From A to Z-Z-Z-Z

From A to Z-Z-Z-Z
Looney Tunes series
Directed by Charles M. Jones
Produced by Edward Selzer
(uncredited)
Story by Michael Maltese
Voices by Dick Beals
(uncredited)
Bea Benaderet
(uncredited)
Mel Blanc
(uncredited)
Norman Nesbitt
(uncredited)
Music by Carl Stalling
Animation by Ken Harris
Lloyd Vaughan
Ben Washam
Layouts by Maurice Noble
Backgrounds by Philip DeGuard
Studio Warner Bros. Cartoons
Distributed by Warner Bros. Pictures
Release date(s) October 16, 1954
Color process Technicolor
Language English

From A to Z-Z-Z-Z is a 1954 animated cartoon short by Chuck Jones in the Looney Tunes series. It was released by Warner Bros. in 1954.

The short and Edward Selzer were nominated for "Best Short Subject, Cartoons" at the 1954 Academy Awards.

Plot

The cartoon begins with an exterior shot of an elementary school classroom. Through the windows, schoolchildren are visible at their desks. They are learning arithmetic by rote. The main character, Ralph Phillips, is bored with this lesson; on seeing a bird outside, he imagines that he is free to use his arms and legs to propel himself through the air.
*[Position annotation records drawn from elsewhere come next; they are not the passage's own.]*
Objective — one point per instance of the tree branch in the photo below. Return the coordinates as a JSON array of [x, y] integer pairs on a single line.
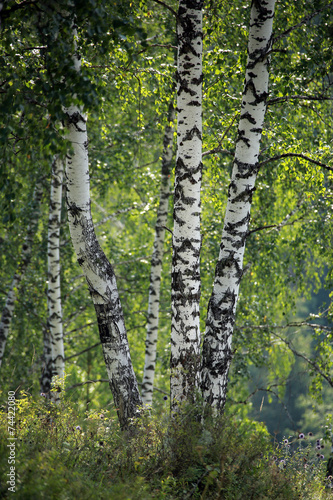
[[167, 7], [276, 100], [295, 155], [304, 21]]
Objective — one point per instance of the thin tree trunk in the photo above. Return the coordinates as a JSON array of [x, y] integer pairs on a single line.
[[98, 270], [26, 253], [156, 264], [185, 328], [217, 352], [55, 323]]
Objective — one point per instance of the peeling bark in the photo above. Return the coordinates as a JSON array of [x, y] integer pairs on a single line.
[[55, 323], [26, 252], [156, 264], [185, 328], [98, 270], [217, 353]]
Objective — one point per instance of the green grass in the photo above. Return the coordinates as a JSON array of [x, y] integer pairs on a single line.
[[62, 454]]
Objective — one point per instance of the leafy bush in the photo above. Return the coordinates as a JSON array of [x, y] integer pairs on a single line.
[[62, 454]]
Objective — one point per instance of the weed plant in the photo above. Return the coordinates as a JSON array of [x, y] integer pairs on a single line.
[[63, 454]]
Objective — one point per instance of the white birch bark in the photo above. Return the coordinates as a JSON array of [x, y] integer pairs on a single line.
[[156, 264], [55, 323], [26, 253], [217, 352], [98, 270], [185, 328]]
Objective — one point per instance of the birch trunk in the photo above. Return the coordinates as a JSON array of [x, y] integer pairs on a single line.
[[156, 264], [185, 328], [26, 253], [217, 352], [98, 270], [55, 323]]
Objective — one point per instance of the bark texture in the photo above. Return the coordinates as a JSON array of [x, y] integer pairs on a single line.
[[217, 351], [55, 323], [26, 253], [98, 271], [156, 264], [185, 328]]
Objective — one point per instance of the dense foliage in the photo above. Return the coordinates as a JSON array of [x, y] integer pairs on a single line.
[[283, 341]]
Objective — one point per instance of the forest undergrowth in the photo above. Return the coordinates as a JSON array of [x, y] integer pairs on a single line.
[[63, 453]]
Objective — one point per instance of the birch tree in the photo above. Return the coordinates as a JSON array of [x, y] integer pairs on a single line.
[[55, 323], [97, 269], [25, 257], [217, 351], [156, 264], [185, 327]]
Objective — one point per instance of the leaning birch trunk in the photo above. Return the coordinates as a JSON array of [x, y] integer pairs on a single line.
[[217, 352], [98, 270], [26, 253], [185, 327], [55, 323], [156, 264]]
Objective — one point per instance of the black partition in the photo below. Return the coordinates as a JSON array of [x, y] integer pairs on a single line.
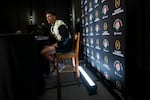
[[20, 73]]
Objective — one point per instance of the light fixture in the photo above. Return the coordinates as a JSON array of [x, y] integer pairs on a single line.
[[86, 76], [89, 83]]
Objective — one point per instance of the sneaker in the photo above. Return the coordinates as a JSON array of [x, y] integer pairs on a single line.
[[54, 73], [61, 66]]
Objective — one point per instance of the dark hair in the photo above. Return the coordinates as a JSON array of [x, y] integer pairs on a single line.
[[51, 12]]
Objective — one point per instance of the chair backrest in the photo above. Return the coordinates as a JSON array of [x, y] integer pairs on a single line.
[[77, 38]]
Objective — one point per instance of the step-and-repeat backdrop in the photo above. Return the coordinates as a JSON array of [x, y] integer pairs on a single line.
[[103, 28]]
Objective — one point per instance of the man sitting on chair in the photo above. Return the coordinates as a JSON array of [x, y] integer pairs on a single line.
[[61, 38]]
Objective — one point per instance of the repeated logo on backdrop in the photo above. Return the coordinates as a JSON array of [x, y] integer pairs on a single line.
[[103, 23]]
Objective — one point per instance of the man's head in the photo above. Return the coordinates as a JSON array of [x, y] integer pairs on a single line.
[[50, 17]]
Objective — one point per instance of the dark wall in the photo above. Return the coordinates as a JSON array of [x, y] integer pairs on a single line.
[[15, 14], [138, 55]]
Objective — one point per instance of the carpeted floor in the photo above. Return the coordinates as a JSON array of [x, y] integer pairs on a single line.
[[70, 89]]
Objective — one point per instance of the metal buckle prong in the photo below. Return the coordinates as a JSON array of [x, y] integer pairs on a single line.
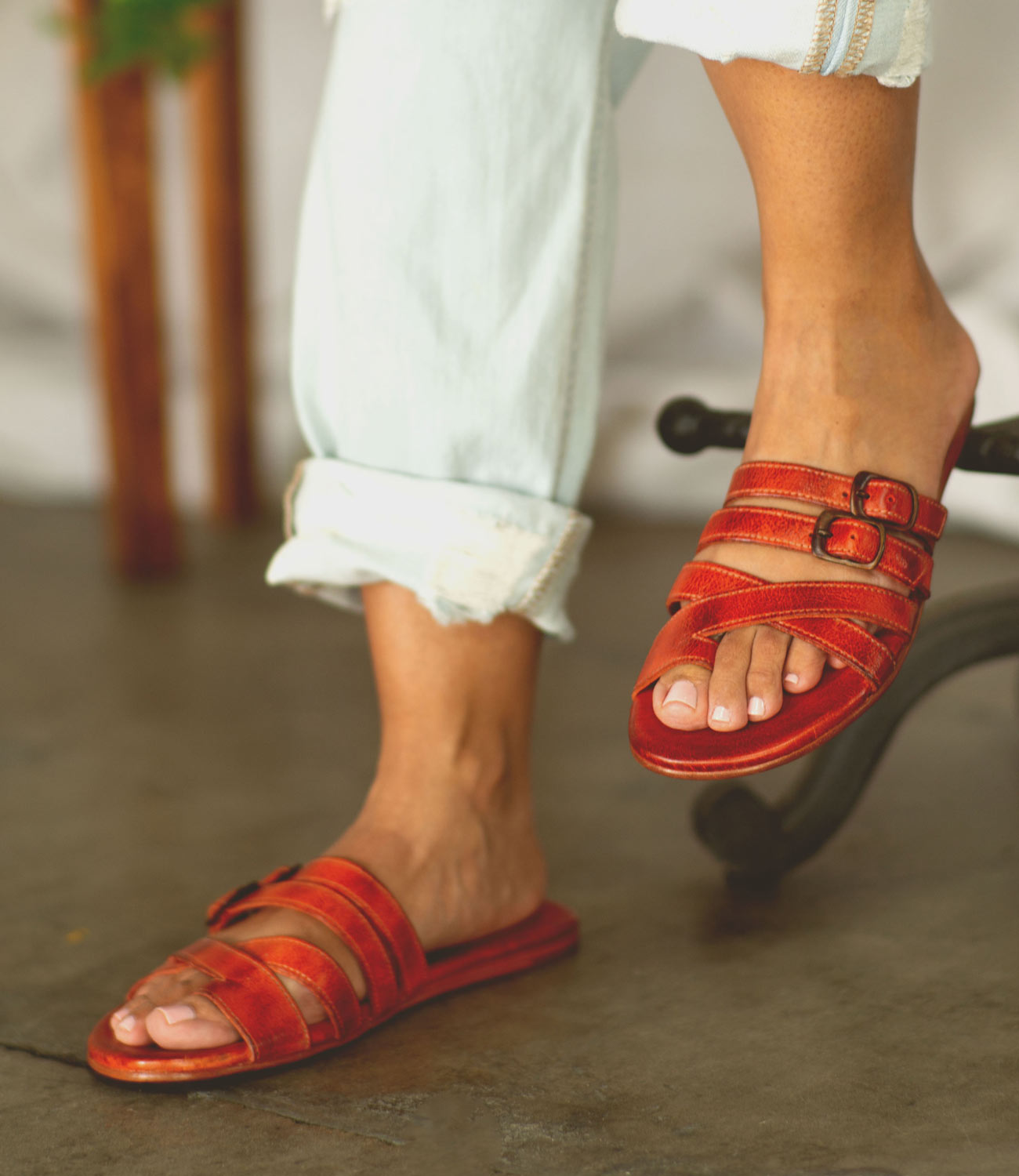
[[821, 533], [858, 496]]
Miss Wallace interrupts this daydream and assigns Ralph to add a column of numbers on the blackboard. He is so intimidated that the numbers come to life and laugh at him. He fights back by using letters as weapons.

Miss Wallace brings Ralph back to reality and sends him out to mail a letter. He responds by becoming a Pony Express courier who braves a horde of Indians across his desert journey.

Back in the classroom, he finds the geography lesson tedious until the sight of a fish in an aquarium triggers his next daydream — as a deep-sea diver who kills a shark and rescues an immobilized submarine, before a tentacle from an octopus grabs him away... which turns out to be Miss Wallace dragging Ralph into the corner for not paying attention during class.

This, however, doesn't stop him from turning the classroom into a boxing ring where he knocks out the champ. The scene then segues into the classroom, where the boxing ring bell turns out to be the classroom bell as everyone leaves for the day. On being sent home, Ralph imagines himself as Douglas MacArthur and repeats the general's most famous line: "I shall return."